Al Hamdulillah Ya Allah Saya Sekarang Miskin

Bandar Lampung, Selasa, 300609

Al Hamdulillah Ya Allah Saya Sekarang Miskin

Oleh: Mohamad Istihori

Betapa senang hatiku. Bagaimana tidak, "madrasah malam" (MM) yang ku tunggu-tunggu akhirnya dibuka kembali. Meskipun MM-ku kali ini digelar di Pulau Sumatra, tepatnya Bandar Lampung.

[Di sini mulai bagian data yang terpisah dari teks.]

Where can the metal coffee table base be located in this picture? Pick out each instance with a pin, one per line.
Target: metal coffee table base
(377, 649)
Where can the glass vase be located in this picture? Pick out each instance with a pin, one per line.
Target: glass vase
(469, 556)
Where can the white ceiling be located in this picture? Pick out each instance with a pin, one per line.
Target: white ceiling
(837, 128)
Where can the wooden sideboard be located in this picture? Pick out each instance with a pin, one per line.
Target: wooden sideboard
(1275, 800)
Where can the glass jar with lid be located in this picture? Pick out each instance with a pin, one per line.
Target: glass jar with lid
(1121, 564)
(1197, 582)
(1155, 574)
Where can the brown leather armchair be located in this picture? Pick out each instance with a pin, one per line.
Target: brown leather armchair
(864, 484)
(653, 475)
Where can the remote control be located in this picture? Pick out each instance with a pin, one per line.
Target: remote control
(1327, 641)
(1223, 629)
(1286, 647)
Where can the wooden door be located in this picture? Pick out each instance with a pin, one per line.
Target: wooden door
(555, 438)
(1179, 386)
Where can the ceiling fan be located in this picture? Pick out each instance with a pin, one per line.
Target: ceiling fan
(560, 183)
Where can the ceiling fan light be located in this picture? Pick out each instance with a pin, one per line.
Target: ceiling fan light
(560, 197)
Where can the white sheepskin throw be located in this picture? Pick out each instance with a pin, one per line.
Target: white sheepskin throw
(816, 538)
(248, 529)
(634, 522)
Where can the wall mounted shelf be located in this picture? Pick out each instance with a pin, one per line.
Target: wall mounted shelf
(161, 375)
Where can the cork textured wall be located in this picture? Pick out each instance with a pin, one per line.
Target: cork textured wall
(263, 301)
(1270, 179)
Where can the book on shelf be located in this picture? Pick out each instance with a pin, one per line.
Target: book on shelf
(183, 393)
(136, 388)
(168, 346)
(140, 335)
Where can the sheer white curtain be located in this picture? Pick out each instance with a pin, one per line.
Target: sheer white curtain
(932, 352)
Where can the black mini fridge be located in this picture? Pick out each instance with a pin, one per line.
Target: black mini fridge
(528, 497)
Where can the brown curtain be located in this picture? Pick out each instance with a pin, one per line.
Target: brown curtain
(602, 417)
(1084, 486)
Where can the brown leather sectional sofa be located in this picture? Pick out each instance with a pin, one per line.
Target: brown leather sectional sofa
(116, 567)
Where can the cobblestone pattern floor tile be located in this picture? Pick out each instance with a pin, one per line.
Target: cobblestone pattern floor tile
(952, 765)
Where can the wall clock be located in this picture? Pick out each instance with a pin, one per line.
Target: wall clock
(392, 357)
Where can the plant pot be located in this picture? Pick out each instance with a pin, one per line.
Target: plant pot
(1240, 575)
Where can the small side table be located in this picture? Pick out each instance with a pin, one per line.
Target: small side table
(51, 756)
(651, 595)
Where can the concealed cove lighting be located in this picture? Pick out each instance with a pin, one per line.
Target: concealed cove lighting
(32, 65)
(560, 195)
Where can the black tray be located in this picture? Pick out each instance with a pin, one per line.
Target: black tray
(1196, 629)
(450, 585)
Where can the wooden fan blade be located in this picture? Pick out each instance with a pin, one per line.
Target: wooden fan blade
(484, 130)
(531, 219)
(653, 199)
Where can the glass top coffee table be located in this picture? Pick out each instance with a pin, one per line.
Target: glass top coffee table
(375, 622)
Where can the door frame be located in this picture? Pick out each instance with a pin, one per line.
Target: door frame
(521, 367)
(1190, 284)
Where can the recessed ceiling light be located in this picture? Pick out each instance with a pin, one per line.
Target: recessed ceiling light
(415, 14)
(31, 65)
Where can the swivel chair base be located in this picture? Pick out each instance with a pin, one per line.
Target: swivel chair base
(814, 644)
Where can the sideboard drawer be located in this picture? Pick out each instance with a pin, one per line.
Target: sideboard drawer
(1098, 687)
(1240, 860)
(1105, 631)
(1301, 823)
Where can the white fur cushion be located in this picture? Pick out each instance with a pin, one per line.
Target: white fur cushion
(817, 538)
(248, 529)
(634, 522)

Di hadapanku kini telah berdiri dengan penuh wibawa Kiai Jihad, sang pengasuh MM. Malam ini dia membawakan "sekeranjang rasa syukur" kepadaku sebagai oleh-oleh pengembaraannya mempelajari ilmu kehidupan.

Ia pun mulai membuka pembicaraan, "Segala puji bagi Allah, Tuhan yang menghendaki hidup saya miskin dan melarat sampai hari ini."

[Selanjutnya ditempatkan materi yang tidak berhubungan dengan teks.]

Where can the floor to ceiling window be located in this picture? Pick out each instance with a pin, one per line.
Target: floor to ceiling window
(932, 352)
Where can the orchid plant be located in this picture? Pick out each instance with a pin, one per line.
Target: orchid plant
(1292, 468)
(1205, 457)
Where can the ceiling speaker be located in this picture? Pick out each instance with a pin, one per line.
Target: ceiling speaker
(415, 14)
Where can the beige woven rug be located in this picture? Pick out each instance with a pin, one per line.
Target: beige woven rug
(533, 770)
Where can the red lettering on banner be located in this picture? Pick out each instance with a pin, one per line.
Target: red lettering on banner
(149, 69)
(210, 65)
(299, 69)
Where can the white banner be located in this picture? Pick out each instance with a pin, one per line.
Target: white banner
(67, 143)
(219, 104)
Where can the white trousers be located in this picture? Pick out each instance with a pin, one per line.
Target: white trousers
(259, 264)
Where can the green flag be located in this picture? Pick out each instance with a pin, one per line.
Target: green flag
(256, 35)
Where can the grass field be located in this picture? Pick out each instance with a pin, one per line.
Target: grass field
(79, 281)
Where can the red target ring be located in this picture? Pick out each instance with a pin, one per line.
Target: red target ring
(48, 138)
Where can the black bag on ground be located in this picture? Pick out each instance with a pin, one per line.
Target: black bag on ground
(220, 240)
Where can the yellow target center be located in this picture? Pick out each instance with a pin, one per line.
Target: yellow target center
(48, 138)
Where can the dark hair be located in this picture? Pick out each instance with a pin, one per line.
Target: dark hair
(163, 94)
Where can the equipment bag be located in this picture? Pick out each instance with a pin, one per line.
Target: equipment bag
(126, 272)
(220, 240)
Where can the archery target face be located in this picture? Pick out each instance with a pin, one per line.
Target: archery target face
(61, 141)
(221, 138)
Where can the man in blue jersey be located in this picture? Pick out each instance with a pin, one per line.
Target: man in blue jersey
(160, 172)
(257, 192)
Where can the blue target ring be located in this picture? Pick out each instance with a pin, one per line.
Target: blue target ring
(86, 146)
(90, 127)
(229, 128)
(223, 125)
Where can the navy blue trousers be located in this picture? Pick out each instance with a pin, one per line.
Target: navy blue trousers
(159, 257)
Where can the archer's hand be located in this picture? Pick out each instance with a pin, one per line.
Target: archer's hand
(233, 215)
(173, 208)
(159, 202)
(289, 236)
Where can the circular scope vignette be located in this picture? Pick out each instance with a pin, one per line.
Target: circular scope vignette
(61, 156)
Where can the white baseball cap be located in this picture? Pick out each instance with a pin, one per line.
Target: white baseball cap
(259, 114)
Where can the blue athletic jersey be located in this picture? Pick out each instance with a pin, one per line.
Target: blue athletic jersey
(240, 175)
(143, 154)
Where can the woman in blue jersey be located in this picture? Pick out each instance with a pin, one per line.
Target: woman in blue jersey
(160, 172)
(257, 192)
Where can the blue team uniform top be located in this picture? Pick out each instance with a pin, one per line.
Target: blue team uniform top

Mendengar ucapan Kiai Jihad seperti itu aku terperanjat, "Loh mengapa bisa demikian Kiai? Mengapa anda bersyukur jadi orang miskin? Padahal di negara ini orang menghalalkan segala macam cara agar jadi orang kaya. Ada yang korupsi, ada yang jual diri, ada yang ngepet jadi babi, dan lain lagi."

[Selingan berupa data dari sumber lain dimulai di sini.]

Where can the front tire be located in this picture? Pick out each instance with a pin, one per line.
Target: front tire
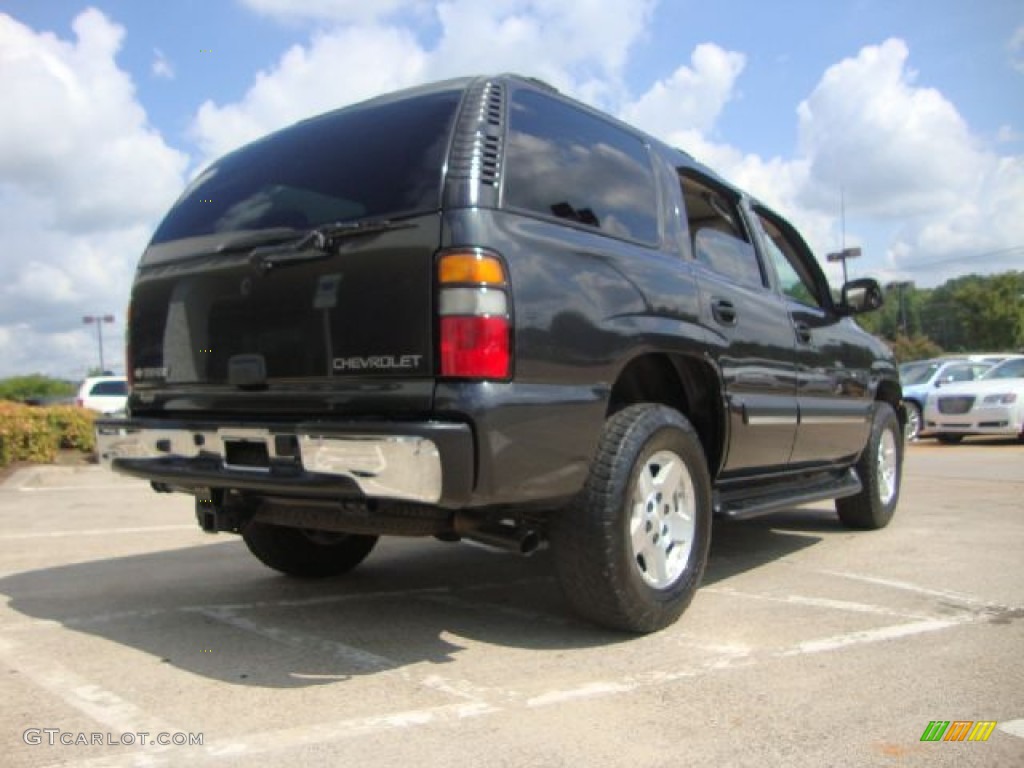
(631, 550)
(880, 469)
(306, 554)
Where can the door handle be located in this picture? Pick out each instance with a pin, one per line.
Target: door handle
(803, 333)
(724, 311)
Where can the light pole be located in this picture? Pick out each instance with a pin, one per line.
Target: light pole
(901, 286)
(99, 320)
(846, 253)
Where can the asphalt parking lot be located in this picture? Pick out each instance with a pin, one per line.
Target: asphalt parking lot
(808, 645)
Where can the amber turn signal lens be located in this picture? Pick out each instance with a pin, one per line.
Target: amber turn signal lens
(470, 266)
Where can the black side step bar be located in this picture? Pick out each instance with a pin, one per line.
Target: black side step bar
(740, 503)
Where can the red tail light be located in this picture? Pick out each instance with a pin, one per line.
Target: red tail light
(473, 302)
(475, 347)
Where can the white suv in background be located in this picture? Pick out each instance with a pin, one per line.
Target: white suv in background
(105, 394)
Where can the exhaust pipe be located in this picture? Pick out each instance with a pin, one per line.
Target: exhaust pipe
(509, 537)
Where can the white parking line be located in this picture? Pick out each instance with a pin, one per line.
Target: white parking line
(871, 636)
(122, 715)
(359, 660)
(815, 602)
(93, 700)
(1013, 727)
(907, 587)
(94, 531)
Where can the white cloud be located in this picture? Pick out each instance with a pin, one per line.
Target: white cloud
(162, 67)
(1017, 49)
(330, 10)
(84, 178)
(896, 148)
(692, 98)
(581, 48)
(304, 82)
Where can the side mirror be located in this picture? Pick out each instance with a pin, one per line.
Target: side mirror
(862, 295)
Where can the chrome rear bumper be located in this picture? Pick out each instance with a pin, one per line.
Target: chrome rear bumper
(279, 460)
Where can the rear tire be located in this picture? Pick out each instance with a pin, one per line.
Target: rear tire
(631, 549)
(306, 554)
(880, 469)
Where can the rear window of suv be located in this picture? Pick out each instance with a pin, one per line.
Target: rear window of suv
(372, 161)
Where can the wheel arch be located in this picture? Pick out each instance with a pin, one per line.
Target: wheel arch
(889, 391)
(688, 384)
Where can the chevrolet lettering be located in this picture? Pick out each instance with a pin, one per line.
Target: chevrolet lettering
(378, 363)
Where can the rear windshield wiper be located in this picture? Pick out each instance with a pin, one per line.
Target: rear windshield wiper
(318, 243)
(260, 238)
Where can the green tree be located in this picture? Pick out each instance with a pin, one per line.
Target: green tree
(34, 385)
(977, 313)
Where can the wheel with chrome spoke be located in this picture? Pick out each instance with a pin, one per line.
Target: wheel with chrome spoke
(631, 550)
(664, 519)
(880, 470)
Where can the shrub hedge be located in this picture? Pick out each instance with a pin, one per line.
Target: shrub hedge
(35, 434)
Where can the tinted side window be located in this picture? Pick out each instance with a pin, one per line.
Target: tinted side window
(372, 161)
(795, 278)
(720, 239)
(563, 162)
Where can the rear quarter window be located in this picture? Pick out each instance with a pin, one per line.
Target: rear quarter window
(566, 163)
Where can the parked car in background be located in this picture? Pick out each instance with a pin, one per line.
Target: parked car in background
(105, 394)
(924, 377)
(993, 404)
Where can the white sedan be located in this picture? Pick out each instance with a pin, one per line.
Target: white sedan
(992, 404)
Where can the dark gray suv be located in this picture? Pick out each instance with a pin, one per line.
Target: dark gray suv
(481, 309)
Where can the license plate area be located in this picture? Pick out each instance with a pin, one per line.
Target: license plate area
(249, 451)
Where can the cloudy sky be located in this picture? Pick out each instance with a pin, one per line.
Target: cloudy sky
(914, 109)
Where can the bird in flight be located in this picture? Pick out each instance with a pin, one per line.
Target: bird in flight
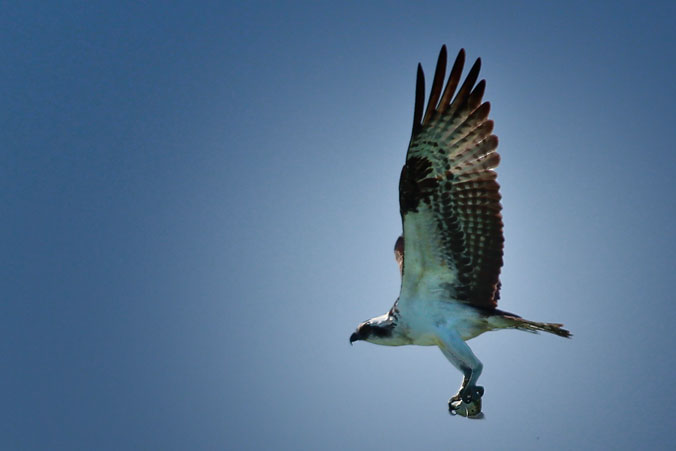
(450, 253)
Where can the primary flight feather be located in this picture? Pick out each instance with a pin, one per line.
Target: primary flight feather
(450, 253)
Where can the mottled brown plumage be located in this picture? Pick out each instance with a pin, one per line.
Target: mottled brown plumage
(448, 185)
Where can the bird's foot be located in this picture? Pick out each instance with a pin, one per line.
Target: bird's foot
(467, 402)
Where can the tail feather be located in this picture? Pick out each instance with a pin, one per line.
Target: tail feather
(535, 327)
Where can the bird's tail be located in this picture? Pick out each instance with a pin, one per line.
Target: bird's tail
(506, 320)
(535, 327)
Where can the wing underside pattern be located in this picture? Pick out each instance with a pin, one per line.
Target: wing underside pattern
(448, 193)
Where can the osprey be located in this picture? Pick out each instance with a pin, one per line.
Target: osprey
(450, 253)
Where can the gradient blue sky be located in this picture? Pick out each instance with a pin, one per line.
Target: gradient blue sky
(199, 204)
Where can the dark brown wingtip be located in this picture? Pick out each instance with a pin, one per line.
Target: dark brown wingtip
(419, 99)
(453, 80)
(462, 97)
(437, 85)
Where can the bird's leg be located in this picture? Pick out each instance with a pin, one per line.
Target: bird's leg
(461, 356)
(469, 391)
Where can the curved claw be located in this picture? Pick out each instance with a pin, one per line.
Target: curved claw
(472, 393)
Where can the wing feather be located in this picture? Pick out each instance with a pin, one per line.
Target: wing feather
(448, 193)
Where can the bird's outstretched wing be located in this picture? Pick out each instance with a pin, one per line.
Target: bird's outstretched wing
(448, 194)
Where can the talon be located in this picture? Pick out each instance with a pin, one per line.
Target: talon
(472, 393)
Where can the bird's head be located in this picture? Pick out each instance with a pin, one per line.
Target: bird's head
(377, 330)
(363, 332)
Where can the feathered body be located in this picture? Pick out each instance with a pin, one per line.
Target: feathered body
(450, 253)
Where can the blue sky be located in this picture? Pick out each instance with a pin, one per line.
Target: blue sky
(200, 202)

Mendengar pendapat saya, Kiai Jihad hanya senyum seraya menanggapi, "Saya mensyukuri keadaan apapun jenisnya. Sekarang saya miskin iya saya syukuri. Kalau saya bekerja itu karena memang untuk memenuhi kewajiban bukan karena saya ingin kaya. Karena 'keinginan adalah sumber penderitaan' (Iwan Fals).

Kalau pun suatu hari saya kaya, itu bukan karena kerja saya tapi semata-mata karena perkenan Allah pada saat itu agar saya kaya. Dan, Allah sangat berhak untuk mengambil segala apa yang saya punya kapan saja dan di mana saja.

Maka saya sama sekali tidak mengutuk keadaan saya sekarang yang miskin ini sebagaimana saya juga sama sekali tidak menginginkan kelak saya jadi orang kaya. Jadi miskin al hamdulillah, kaya pun al hamdulillah. Malah bagi saya orang kaya adalah orang yang siap miskin. Sedangkan orang miskin adalah orang yang selalu merasa kurang dengan apa yang ia miliki sekarang."

"Itu kan alasan Kiai saja karena sekarang miskin. Nanti kalau kayak alasan juga beda." ujar saya.

"Manusia dikaruniai Allah kecanggihan internal untuk senantiasa dekat kepada Allah dalam setiap keadaan. Dengan kecanggihan akal itulah manusia bisa menaklukkan keadaan. Jadi keadaanlah yang takluk padanya. Bukan dia malah takluk pada keadaan." kata Kiai Nyetrik itu.

Ia pun menyudahi MM-nya karena ia tahu besok aku harus mengemban amanat Madani lagi.